Winne was Minnie Mouse in her Minnie House. But since she lost her sight, she has become Mitzi the Spritzy. Depending on our mood, that can be Mitzi, or mostly it’s Spritz.
This started because after she was diagnosed, we were binging White Lotus; if you have seen it, you know they consume endless Aperol Spritz.’
Aperol Spritz is also one of the two things I drink, that or tequila.
And somehow, we started calling her Mitzi the Spritzy. This new nickname wasn’t an accident. First off, she has a fondness for cocktails. We are not irresponsible parents. We don’t get our dogs drunk. But the first night we brought her home at the age of seven weeks, we opened a bottle of champagne to celebrate.
One of us put some on our finger and Winnie slurped it up. And ever since then you can stick your finger in a large variety of booze, and she will lick it off.
But Spritz, cutened to Spritzy really describes her. Spritzes are bubbly. They have Prosecco in them which is elegant and fun and fizzy. The Aperol is a happy shade of orange, and they don’t make you drunk, they just make you chill.

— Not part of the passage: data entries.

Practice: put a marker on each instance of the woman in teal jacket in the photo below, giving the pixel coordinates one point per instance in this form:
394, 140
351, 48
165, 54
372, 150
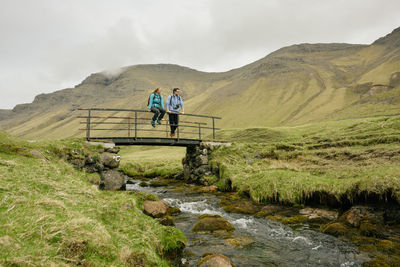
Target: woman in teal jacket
156, 105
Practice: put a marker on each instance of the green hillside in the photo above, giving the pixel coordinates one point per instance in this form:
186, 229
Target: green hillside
52, 215
291, 86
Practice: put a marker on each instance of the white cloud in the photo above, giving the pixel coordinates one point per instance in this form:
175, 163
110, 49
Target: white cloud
47, 45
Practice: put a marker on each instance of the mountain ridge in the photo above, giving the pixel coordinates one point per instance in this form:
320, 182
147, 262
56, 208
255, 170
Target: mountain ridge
293, 85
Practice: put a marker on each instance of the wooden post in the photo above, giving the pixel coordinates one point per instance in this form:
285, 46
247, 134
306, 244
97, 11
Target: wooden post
88, 126
135, 125
213, 128
166, 129
177, 125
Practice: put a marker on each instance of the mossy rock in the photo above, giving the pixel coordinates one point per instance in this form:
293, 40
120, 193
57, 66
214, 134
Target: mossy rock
378, 261
212, 223
166, 220
239, 205
240, 241
268, 210
215, 260
143, 184
298, 219
174, 210
158, 183
369, 248
367, 228
94, 178
388, 246
173, 242
335, 229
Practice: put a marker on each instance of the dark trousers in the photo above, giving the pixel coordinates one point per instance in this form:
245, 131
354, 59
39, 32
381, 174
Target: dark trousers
173, 122
158, 113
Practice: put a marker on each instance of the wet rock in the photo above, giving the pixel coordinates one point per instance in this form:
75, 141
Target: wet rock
143, 184
166, 220
268, 210
369, 228
110, 160
202, 160
112, 180
316, 213
212, 223
392, 215
240, 241
155, 209
215, 260
95, 167
234, 203
94, 178
298, 219
158, 183
37, 154
356, 214
77, 162
174, 210
211, 188
114, 150
335, 229
257, 155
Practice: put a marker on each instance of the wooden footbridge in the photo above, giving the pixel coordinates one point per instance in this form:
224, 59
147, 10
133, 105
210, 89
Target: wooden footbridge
132, 127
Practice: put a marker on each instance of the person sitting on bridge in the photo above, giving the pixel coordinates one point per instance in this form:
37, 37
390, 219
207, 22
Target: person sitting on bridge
156, 105
174, 104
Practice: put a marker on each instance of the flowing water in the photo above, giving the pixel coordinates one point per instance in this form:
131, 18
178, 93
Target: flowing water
260, 242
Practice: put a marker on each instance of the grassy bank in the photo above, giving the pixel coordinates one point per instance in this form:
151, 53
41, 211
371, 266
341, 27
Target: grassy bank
51, 215
344, 160
152, 161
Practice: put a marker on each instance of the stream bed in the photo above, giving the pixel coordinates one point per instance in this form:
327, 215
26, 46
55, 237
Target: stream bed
254, 242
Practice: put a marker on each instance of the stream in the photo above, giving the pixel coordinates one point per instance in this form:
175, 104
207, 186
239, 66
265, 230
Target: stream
254, 242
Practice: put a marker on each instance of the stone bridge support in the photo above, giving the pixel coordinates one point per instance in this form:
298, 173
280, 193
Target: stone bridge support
196, 163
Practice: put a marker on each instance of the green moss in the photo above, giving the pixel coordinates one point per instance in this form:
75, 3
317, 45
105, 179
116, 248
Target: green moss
294, 219
93, 178
370, 229
173, 242
388, 246
335, 229
65, 217
212, 223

Less anxious. OK, too many and you may bump into a few walls. But, they are effervescence personified.
Despite her blindness she remains bubbly and effervescent. And Winnie the Minnie Dachshund, aka Mitzi the Spritzy has an indomitable spirit. Blind or sighted – she is a bright spot, a bubbly, happy girl and now it turns out in the face of adversity, an inspiration for us all.
You fall down, you get up and you march to your happy spot. You may bump into the wall on your way, but you back up or move a bit to the left or the right and you find your way to the center of the room, or the inside of the house and you get to your treat drawer as fast as you can.

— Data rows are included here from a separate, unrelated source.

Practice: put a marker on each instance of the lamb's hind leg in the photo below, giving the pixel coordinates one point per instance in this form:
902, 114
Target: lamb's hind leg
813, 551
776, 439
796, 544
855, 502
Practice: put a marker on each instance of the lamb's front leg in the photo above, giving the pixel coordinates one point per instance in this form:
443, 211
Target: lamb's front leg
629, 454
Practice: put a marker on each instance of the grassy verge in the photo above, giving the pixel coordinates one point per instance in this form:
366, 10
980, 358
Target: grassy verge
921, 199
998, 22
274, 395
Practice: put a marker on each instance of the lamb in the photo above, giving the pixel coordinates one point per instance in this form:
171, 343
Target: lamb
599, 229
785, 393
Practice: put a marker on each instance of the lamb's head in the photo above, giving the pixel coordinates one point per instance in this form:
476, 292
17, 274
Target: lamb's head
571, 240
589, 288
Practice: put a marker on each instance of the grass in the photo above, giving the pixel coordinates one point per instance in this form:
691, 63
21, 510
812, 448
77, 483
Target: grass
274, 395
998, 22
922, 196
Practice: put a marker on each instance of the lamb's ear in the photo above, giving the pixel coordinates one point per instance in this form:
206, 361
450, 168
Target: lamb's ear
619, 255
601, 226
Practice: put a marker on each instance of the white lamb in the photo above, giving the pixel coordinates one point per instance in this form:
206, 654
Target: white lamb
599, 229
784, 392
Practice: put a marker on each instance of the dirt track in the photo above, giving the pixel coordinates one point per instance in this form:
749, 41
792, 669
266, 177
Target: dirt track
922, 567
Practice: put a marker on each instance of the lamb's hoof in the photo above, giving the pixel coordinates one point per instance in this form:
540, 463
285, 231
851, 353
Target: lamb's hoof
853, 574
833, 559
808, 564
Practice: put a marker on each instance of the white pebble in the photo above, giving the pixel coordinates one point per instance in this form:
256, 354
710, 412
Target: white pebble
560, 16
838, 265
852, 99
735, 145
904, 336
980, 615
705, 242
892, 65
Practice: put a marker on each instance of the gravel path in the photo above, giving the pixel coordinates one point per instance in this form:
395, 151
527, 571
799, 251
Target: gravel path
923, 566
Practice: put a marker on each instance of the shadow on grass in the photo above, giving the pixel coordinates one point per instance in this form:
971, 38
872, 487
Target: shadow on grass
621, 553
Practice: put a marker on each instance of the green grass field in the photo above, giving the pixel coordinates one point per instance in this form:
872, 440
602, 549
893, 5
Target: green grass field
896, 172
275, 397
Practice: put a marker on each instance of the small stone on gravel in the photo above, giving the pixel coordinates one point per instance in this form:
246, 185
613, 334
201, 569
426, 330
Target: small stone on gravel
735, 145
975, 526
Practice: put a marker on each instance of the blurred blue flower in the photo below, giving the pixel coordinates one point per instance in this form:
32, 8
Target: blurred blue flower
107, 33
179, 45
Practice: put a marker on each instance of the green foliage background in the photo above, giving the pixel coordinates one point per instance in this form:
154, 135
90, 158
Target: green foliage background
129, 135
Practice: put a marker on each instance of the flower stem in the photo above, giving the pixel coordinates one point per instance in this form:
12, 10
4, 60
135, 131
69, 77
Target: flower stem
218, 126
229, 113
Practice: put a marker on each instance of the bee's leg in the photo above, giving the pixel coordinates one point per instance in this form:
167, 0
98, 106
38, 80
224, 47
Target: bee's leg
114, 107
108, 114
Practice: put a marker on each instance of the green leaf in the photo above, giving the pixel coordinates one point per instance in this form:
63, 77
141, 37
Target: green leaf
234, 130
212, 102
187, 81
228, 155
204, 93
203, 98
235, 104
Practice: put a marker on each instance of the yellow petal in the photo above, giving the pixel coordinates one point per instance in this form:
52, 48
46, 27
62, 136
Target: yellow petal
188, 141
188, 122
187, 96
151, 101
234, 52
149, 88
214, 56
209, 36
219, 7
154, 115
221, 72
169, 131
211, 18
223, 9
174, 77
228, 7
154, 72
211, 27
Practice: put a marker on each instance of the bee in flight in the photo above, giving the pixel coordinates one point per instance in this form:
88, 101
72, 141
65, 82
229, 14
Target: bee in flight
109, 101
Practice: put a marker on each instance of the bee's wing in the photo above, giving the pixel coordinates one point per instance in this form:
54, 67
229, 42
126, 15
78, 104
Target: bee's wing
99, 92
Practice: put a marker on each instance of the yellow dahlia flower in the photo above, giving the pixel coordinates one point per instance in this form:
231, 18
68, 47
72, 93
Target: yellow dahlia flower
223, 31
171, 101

When you get backed or fronted into a corner, you don’t panic, you don’t yell or bemoan your fate, you quietly figure out how to get yourself turned around. And if you can’t you just sit and wait until someone comes and gets you.
And always know that mealtime is just around the corner. And if it’s not, pretend it is and someone is bound to feed you.
These are all lessons we can carry into 2023.
I say we all have a spritz and make a toast the New Year and to Mitz!
Happy New Year. And may 2023 be a better one for us all.